話音一落,才發現陳力的表情不對勁。


    臉上像罩了一層千年寒冰,冷的嚇人。


    「再說一遍?」


    「力哥……那天……那天在樓下……你不是就想……」


    肚子上被他狠狠踹了一腳,對方撞在身後的酒櫃上,半天起不來。


    「你們還愣著幹什麽?把那個吃裏扒外的東西,先給我帶下去。」


    陳力冷著臉,一聲令下。


    突然明白過味兒來的其他人不敢再怠慢,拖了大猛就往門外拉。


    大猛仍舊不服氣:「力哥你別信她,我們都被她騙了。這女人就是個騙子,她早晚要害死我們的!」


    「出去!滾出去!」


    一個杯子扔出去,砸在大猛的頭上。他眼前一黑,沒了聲音。


    房間裏終於清淨了,木子和斯語抱著向晚。仍舊一臉警惕的看著仍舊沒走的陳力。


    忙碌了一天,他看上去有些疲憊。那份疲憊讓他的臉看上去更冷,更殘酷。


    向晚坐在床上,頭髮淩亂,一臉木然,並未因為陳力懲罰了大猛,而感到絲毫欣慰。


    這樣的她,與宴會上光彩照人的那個向晚截然不同。


    陳力看著她這個樣子,竟沒來由的一陣心軟。


    「你們兩個,出去!」他指著斯語和木子。


    木子很緊張,擋在向晚麵前:「你要幹什麽?我不許你再傷害她!」


    她怕極了,尤其看到陳力對手下那副狠厲的模樣,木子整個人都不好了。


    她可不放心向晚和這麽殘暴的男人單獨待在一起。


    雖然很害怕,但之前爆炸案發生的時候,向晚毫不猶豫地將她護在身下。也就從那一刻起,木子才堅定了要一直跟著向晚的決心。

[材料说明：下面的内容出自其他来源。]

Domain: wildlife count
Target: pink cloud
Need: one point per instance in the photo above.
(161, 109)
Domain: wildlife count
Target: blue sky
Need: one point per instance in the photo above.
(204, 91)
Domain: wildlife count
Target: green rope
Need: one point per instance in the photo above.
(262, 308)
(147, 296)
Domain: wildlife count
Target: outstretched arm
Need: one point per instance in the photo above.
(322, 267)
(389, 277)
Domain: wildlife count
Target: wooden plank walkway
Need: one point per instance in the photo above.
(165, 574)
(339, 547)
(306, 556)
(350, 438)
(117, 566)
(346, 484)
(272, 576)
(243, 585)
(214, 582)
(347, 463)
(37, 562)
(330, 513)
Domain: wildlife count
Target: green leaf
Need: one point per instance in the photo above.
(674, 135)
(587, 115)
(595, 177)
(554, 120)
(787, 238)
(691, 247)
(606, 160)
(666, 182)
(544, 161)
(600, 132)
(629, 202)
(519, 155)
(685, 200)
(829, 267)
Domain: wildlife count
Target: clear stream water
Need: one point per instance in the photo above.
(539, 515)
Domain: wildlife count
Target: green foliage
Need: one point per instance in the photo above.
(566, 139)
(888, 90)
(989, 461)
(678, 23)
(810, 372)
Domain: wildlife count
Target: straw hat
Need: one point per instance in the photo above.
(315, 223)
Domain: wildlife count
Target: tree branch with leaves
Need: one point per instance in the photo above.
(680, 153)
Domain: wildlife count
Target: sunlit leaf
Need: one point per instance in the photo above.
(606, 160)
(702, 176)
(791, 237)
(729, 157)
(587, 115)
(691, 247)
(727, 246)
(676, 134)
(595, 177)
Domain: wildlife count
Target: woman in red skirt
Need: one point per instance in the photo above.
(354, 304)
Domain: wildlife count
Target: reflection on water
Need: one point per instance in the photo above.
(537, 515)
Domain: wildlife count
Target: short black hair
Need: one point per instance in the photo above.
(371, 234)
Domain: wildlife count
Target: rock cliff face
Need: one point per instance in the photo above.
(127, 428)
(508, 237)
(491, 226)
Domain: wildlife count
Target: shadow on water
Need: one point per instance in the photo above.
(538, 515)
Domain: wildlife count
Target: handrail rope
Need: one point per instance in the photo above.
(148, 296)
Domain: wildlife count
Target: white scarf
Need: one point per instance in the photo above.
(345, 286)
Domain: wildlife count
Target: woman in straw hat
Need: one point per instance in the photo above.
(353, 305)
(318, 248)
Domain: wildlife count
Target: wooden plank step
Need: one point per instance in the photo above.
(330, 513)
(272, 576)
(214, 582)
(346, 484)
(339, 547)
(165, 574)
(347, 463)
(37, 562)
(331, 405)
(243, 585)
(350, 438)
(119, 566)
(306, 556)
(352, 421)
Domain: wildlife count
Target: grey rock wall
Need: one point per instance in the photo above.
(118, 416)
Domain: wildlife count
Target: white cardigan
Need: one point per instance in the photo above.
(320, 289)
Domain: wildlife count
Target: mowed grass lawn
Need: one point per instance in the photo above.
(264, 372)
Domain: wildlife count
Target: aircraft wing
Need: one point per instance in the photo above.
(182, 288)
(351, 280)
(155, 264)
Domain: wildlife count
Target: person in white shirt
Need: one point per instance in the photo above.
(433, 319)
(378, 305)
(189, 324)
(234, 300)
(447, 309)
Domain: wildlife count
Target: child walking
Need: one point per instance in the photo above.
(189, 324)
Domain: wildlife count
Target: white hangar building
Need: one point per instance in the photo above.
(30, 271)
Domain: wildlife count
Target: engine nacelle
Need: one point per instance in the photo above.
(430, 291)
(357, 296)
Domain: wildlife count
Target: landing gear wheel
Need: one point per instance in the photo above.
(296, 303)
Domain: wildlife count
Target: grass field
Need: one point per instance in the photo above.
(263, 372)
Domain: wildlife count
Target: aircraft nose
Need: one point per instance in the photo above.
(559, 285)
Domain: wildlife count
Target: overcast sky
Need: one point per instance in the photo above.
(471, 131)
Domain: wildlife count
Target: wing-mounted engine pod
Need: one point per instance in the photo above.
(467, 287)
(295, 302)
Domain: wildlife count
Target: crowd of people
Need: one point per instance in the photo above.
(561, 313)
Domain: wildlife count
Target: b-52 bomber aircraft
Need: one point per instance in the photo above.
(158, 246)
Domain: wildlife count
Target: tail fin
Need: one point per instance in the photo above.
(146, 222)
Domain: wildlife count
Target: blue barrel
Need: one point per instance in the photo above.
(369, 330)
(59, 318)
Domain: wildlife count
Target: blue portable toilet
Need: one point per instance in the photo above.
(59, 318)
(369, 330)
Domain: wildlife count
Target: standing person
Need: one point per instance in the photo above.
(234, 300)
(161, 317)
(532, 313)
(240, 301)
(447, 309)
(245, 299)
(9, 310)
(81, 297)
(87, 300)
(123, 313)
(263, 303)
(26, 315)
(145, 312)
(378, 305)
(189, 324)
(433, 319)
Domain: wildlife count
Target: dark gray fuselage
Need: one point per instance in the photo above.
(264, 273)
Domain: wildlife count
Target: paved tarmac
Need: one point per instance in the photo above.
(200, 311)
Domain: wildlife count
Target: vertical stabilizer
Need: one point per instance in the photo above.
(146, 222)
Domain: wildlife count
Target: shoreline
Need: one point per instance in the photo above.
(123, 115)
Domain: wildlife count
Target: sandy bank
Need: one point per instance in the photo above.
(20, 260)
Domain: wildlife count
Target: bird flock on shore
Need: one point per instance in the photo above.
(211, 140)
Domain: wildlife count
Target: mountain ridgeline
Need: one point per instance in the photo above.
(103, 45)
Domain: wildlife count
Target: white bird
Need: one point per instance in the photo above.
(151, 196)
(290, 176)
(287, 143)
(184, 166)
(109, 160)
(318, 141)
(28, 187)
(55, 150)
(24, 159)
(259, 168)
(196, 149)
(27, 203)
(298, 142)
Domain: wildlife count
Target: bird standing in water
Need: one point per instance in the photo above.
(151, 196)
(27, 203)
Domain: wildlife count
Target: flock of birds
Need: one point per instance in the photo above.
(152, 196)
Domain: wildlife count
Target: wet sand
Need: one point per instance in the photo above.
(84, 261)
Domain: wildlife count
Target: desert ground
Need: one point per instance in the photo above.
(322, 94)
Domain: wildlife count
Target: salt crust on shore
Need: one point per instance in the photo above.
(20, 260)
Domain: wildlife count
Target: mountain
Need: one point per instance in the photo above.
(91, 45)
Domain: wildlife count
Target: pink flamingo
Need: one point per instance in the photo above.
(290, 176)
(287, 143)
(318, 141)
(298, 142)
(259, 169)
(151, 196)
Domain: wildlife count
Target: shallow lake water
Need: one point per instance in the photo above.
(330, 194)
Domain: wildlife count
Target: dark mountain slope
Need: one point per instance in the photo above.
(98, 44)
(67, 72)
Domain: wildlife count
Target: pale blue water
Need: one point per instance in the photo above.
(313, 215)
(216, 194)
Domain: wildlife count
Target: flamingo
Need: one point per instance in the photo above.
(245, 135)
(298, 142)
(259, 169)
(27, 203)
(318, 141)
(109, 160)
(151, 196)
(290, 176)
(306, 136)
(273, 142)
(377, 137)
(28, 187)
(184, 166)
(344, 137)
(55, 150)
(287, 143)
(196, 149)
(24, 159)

    「我讓你們出去!」陳力再次命令,語氣又冷了幾分,「不要挑戰我的耐心!」


    斯語拉了一把木子,沖她搖頭。


    她站起來:「陳總,我相信。為了我們以後的合作,你不會傷害向晚。她今天已經受了很多委屈,我懇請您,不要再刺激她。」


    說著,斯語拉著木子往門外走,同時囑咐向晚:「向晚,我和木子會一直守在門外,你有事就叫我們。」


    門關上,兩人出去了。


    陳力陰鷙的站在那裏,華麗的水晶燈下,投下一道長長的暗影。


    向晚坐在床上,依舊一臉漠然,麵如死灰。


    陳力看著她,久久的看著。


    當大猛訴說事情經過的時候,陳力不是沒有懷疑過,這一切都是向晚安排的,可最後,他還是不由自主的站在了她這一邊。


    因為大猛的好色是眾所周知的。


    而偏偏向晚,她從頭至尾表現出來的倔強和不從,讓陳力無法想像,她會說出那些勾引人的話。


    何況她勾引大猛幹什麽呢?


    憑向晚的聰明,她不會不知道這個大猛沒什麽利用價值,既不能幫她離開,也不能左右他。


    所以,陳力還是相信了向晚的版本。


    「好了,罵也罵了,鬧也鬧了。你夠了吧?」


    觀察良久,他倨傲的開口。


    「像你的經紀人說的,我們現在是合作關係。隻要你乖乖的,我不會對你動粗。今天的事是個意外,大猛這個人一向沒腦子,你別和他一般見識。」


    向晚木然的眸子裏,燃起點點恨意。


    她凝視著他,目光悲痛。


    「我能和誰一般見識?落在你們手裏,要殺要剮還不是你說了算?」


    她冷冷的眼睛裏,全是諷刺。看在陳力的眼裏,格外紮心。


    「我得謝謝你,今天還算好心。沒讓你的兄弟們一起淩辱我,隻派了大猛一個人過來,與你已經算是恩賜了。」


    她莫名其妙的指控讓陳力莫名火大。


    衝過來按住她的肩膀,將她抵在床上:「夠了!你什麽意思?認為他是我派來的?」


    「不是嗎?」向晚冷笑,眼底是點點濡濕的淚意。


    陳力被她眼底的冷意紮的渾身難受。


    對,他今天忙,的確是他派大猛來看著向晚。大猛色心重,他早該想到的。


    他鬆開向晚,後退了兩步。


    「他今天做錯事,我會懲罰他的!就像如果你做錯事,我也不會放過你。」


    「隨便!」向晚極為譏諷的勾了勾唇角,躺在床上,一動不動。


    她這種無所謂的態度,簡直讓陳力崩潰。


    她什麽意思?覺得他會包庇他的屬下,不顧她的感受?


    這兩天發生的事情太玄幻,連陳力自己都奇怪。看到大猛趴在向晚身上肆意而為,他竟然感到無比的惱火!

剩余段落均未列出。